Its the perfect picture of toxic codepentancy, two people, at least one miserable, slowly poisoning each other in some kind of horrible war of attrition damned to end in a cataclysm that leaves all in its wake hollow, bitter, and cynical. I am stunned as the next guy we got this far. 

It's to the point that I wish she would have had a pa, it would make it an easy decision. Or if I have an affair and get caught she can leave me. Or if we were both better people. If i was a better person. The gray area is what hangs me up. What does it take to push someone too far or pull them back into your heart. Its like she has found that line of what I will suffer and gives just enough to check the boxes and make it look good on paper, but no more. 

Or perhaps the kids are why I suffer it, but I've only got a bit over four years left of that as a glue. What then? 

Wow! I'm fun!

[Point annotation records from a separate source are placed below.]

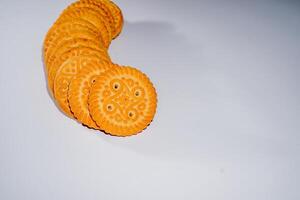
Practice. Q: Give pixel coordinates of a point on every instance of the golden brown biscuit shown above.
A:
(79, 89)
(60, 26)
(118, 18)
(97, 6)
(66, 73)
(93, 17)
(67, 44)
(77, 32)
(65, 57)
(122, 101)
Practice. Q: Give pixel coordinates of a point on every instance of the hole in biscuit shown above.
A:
(110, 107)
(116, 86)
(130, 114)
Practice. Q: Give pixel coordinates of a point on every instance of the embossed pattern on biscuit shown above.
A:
(82, 79)
(122, 101)
(79, 91)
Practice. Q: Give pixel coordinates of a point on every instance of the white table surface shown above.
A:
(228, 122)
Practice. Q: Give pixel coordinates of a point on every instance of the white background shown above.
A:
(227, 127)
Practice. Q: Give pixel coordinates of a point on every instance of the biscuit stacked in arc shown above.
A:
(84, 82)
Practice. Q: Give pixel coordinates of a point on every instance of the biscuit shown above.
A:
(99, 7)
(65, 57)
(58, 40)
(82, 25)
(79, 90)
(122, 101)
(66, 73)
(118, 18)
(93, 17)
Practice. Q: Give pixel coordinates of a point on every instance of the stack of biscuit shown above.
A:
(85, 84)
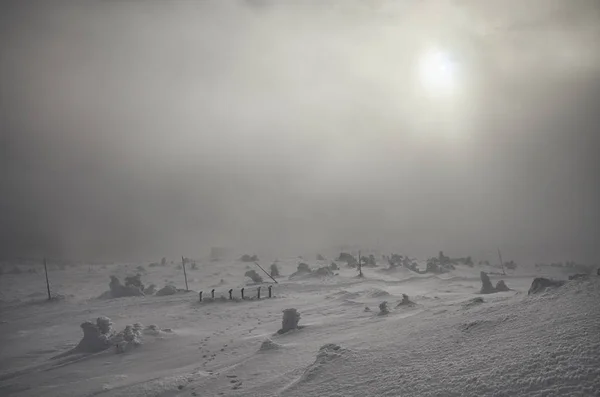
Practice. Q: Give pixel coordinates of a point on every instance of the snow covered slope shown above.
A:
(511, 344)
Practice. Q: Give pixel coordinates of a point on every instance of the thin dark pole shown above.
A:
(184, 273)
(47, 282)
(359, 265)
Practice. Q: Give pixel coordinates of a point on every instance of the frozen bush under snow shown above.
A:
(291, 317)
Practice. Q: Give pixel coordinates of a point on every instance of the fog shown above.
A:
(139, 129)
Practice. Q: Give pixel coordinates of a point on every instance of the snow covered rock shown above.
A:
(167, 290)
(291, 317)
(118, 290)
(274, 270)
(96, 337)
(405, 301)
(486, 284)
(383, 310)
(129, 338)
(323, 272)
(541, 284)
(252, 274)
(501, 286)
(150, 290)
(303, 269)
(269, 345)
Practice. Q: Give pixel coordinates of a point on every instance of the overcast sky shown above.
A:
(133, 129)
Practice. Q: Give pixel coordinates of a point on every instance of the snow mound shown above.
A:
(269, 345)
(541, 284)
(557, 354)
(327, 356)
(377, 293)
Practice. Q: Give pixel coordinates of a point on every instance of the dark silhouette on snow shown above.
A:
(291, 317)
(541, 284)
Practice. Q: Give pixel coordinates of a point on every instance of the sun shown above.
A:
(437, 73)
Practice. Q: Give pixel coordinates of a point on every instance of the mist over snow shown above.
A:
(138, 129)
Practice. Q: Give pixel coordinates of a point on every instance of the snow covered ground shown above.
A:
(511, 344)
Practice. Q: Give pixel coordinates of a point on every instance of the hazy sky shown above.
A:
(133, 129)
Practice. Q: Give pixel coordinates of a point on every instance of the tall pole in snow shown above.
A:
(501, 263)
(359, 265)
(184, 273)
(47, 282)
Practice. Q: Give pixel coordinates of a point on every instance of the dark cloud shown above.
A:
(137, 129)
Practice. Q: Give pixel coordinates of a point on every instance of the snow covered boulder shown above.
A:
(118, 290)
(383, 310)
(274, 270)
(249, 258)
(501, 286)
(167, 290)
(254, 276)
(96, 337)
(134, 281)
(150, 290)
(405, 301)
(486, 284)
(303, 269)
(322, 272)
(129, 338)
(579, 276)
(291, 317)
(541, 284)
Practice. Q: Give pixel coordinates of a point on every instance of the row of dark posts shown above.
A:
(212, 293)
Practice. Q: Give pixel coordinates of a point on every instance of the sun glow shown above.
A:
(437, 73)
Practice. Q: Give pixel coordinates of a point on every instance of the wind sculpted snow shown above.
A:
(441, 345)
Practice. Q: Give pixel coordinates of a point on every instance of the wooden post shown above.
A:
(359, 265)
(47, 282)
(501, 263)
(184, 273)
(266, 273)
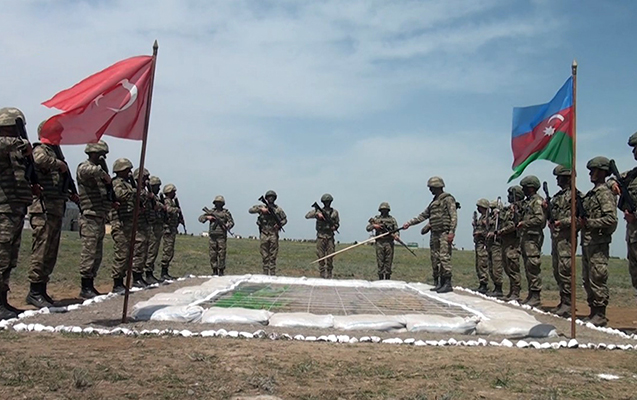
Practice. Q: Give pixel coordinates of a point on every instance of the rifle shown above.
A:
(272, 212)
(218, 222)
(326, 215)
(626, 201)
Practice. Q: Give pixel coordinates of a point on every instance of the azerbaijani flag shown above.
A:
(544, 131)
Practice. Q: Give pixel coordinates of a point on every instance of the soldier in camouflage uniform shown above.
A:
(531, 238)
(508, 234)
(96, 198)
(15, 195)
(480, 231)
(221, 223)
(325, 234)
(442, 216)
(156, 218)
(269, 230)
(46, 215)
(560, 227)
(171, 223)
(384, 245)
(597, 227)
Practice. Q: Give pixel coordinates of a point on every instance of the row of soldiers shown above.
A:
(36, 179)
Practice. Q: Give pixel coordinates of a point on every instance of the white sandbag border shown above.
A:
(608, 330)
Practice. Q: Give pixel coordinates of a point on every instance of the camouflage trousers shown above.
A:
(440, 250)
(595, 273)
(384, 256)
(168, 251)
(46, 231)
(482, 262)
(154, 241)
(511, 261)
(269, 250)
(561, 257)
(217, 247)
(122, 234)
(10, 238)
(531, 246)
(494, 248)
(92, 231)
(325, 246)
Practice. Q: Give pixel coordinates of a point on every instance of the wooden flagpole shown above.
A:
(142, 159)
(573, 208)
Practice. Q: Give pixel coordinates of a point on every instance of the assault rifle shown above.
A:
(326, 215)
(217, 222)
(626, 201)
(272, 212)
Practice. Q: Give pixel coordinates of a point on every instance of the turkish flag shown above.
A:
(111, 102)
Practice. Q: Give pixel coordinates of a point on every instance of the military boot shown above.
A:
(35, 297)
(5, 309)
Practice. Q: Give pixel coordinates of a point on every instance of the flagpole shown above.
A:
(573, 207)
(140, 177)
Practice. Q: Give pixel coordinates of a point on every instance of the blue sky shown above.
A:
(362, 99)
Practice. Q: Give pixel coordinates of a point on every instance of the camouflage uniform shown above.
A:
(217, 235)
(385, 244)
(325, 239)
(269, 235)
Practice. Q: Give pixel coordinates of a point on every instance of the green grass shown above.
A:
(191, 257)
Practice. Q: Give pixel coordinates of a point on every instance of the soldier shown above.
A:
(531, 238)
(385, 245)
(96, 199)
(508, 234)
(325, 228)
(560, 227)
(270, 223)
(221, 223)
(598, 225)
(156, 219)
(443, 218)
(480, 230)
(172, 220)
(15, 195)
(46, 215)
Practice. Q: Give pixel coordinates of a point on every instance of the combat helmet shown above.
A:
(10, 115)
(436, 181)
(530, 181)
(121, 164)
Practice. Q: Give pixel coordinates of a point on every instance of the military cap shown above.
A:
(599, 162)
(99, 147)
(9, 116)
(169, 188)
(219, 199)
(561, 170)
(435, 181)
(122, 164)
(531, 181)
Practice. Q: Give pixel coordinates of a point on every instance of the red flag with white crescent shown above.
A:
(111, 102)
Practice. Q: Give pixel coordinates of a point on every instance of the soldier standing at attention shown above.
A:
(325, 228)
(480, 230)
(597, 226)
(221, 222)
(15, 195)
(560, 227)
(442, 216)
(385, 245)
(46, 215)
(96, 198)
(531, 238)
(172, 220)
(156, 217)
(270, 221)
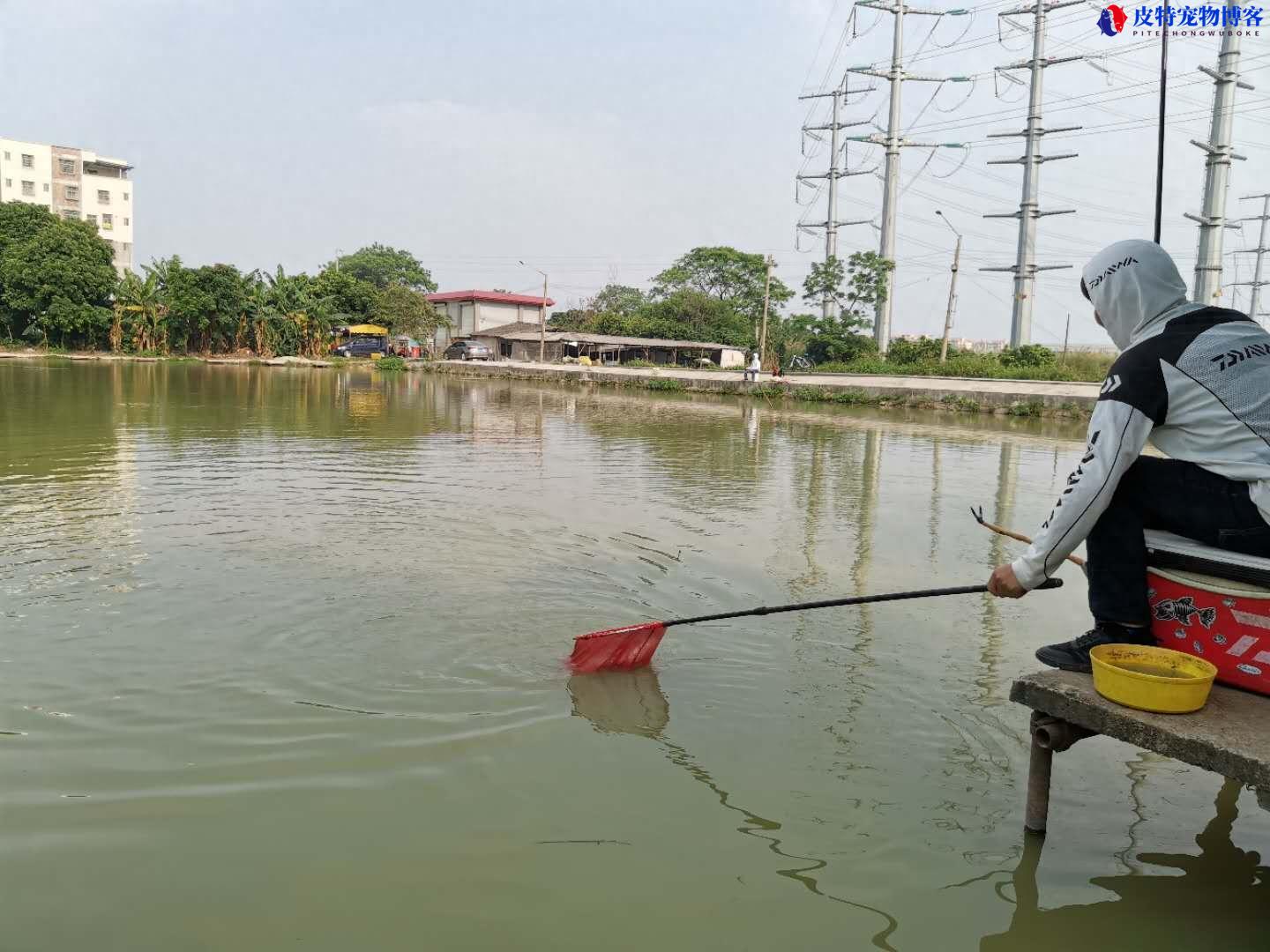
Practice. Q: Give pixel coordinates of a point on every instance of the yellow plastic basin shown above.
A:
(1152, 678)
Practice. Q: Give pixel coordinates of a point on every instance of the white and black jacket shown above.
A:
(1192, 380)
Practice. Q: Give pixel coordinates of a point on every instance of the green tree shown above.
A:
(383, 265)
(727, 274)
(683, 315)
(347, 294)
(909, 352)
(19, 221)
(140, 314)
(617, 299)
(825, 283)
(58, 280)
(407, 311)
(855, 292)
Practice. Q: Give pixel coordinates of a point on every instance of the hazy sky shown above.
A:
(601, 140)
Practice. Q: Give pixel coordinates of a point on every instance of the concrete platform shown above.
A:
(1229, 735)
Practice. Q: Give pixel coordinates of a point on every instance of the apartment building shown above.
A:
(72, 183)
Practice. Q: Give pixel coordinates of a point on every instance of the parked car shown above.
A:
(469, 351)
(361, 346)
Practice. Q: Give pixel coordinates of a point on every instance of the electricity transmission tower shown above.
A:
(1261, 250)
(831, 222)
(894, 140)
(1029, 206)
(1217, 169)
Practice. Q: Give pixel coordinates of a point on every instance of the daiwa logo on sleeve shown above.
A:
(1099, 279)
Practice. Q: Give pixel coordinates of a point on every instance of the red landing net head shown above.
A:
(616, 649)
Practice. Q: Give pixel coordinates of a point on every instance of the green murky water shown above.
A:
(280, 668)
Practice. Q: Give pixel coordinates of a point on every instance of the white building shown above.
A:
(471, 311)
(72, 183)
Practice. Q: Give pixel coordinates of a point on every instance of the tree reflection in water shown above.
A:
(631, 703)
(1220, 902)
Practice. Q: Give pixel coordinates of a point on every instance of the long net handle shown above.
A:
(856, 600)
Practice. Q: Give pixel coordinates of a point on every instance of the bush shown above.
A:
(921, 351)
(663, 383)
(837, 346)
(1027, 355)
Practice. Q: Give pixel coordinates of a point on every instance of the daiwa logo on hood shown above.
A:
(1099, 279)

After reading back through all that, it sounds like I may be in more trouble than an internet forum is rated for. Oh well. 

Please forgive me being so vague, my wife absolutely hates when I look at internet forums, and she knows I have read here before. Dont want to stir the pot, so to say. 


Gonna.


----------



## In Absentia (Aug 21, 2012)

Gonna said:


> Its the perfect picture of toxic codepentancy, two people, at least one miserable, slowly poisoning each other in some kind of horrible war of attrition damned to end in a cataclysm that leaves all in its wake hollow, bitter, and cynical. I am stunned as the next guy we got this far.


Sounds like my marriage... :laugh: Another 5 years and you will be free to go? Or are you planning to try and fix it? Seems a bit desperate to me...


----------



## aquarius1 (May 10, 2019)

I'm not inside your marriage, but looking from the outside I see a lot of pain and distance. From here it looks like your wife has issues with addiction or lack of ability to self control. ADHD? You may be the same. Whatever the cause, you are both using substances to cope and numb the pain. 
Not to sound like its ok, but I know many people who stay because of the kids. Doesn't make it right but they stay. When kids reach 18 that's when most folks make their move. But I have to wonder, what example is being set for the kids going forward? How much of a favour are you really doing them in this situation? Addicted mom, co-dependent dad.
You are both in a lot of pain. I can't speak for your partner, but you are looking for answers. Have you thought about counselling for yourself? Addiction counseliing for co-dependent partners? Your eyes may be opened and you will gain some personal insight and strength to move forward
One step at a time. One moment at a time. Just to feel that you are moving in a right direction is sometimes enough.


----------



## Laurentium (May 21, 2017)

I notice you didn't actually ask a question. Maybe step 1 is to figure out what your question really is. All you did was dump all your stuff on our lawn and then step back. 



Gonna said:


> If i was a better person.


Well, that's something you can work on, without needing her cooperation. Stop with the drinking and the impulsivity. Take a look at your childhood, if you haven't already, and figure out where you learned to be codependent.


----------



## Ragnar Ragnasson (Mar 4, 2018)

It may be you still want it to work.
Or, only you know.

Do the what if thing, imagine your life without her, what would it look like?


----------



## jorgegene (May 26, 2012)

you should not be surprised or feel bad that you are agonizing and undecided about this. marriage is no small thing.
we are engrained to believe and think (rightly so) to fight for marriage to the last ounce of strength we have (till death do us part).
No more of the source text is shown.